- Founded: 1968
- Founder: Lee "Scratch" Perry
- Defunct: 1978
- Distributor: Trojan Records
- Genre: Reggae
- Country of origin: Jamaica
- Location: Kingston, Jamaica

= Upsetter Records =

Upsetter Records was a Jamaican record label set up by Lee "Scratch" Perry in 1968. Perry also opened the Upsetter Record Shop where he sold the records he produced.

Lee "Scratch" Perry worked for Coxsone Dodd's Studio One record label and later for Joe Gibbs's Amalgamated Records through the 1950s and 1960s. Amid personal and financial disagreements, he left Gibbs in 1968 and founded Upsetter Records, which became the outlet for his independent productions and the base for the musicians who formed the Upsetters. According to Lloyd Bradley, Perry attracted high-calibre players less through money than through the creative freedom he offered, allowing the label to become a major site of experimentation in early reggae production. The label took its name from Perry's nickname, "The Upsetter", which he adopted after his 1968 single "I Am the Upsetter", a musical dismissal of his former boss Coxsone Dodd. The house band became known as the Upsetters.

Upsetter Records signed a distribution deal with the U.K. based Trojan Records, and had its first success with Perry and the Upsetters' 1969 album Return of Django, which became a hit in the U.K. The label proceeded to release productions by many major Jamaican performers, including the Wailers and early sessions of Bob Marley and the Wailers.

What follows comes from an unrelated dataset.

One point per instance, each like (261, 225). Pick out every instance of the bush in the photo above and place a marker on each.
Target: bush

In 1973, The Wailers left and signed up with Island Records. Aston "Family Man" Barrett and his brother Carlton (Carlie) Barrett left the Upsetters and formed the Wailers Band, the backing band of the Wailers, and later part of Bob Marley and the Wailers. Despite the setback, Perry turned his fortunes around when, in the same year, he built Black Ark Studios — which recorded for Upsetter Records and other labels, becoming a center of creativity in reggae music.

Upsetter Records continued to release records throughout the 1970s, and in 1981, Perry had a breakdown and burned down Black Ark Studios.

In 1989, after King Tubby's death, the studio was looted.

In 2014, Lee Perry reopened the label exclusively for the release of his new album Back On the Controls with London producer Daniel Boyle.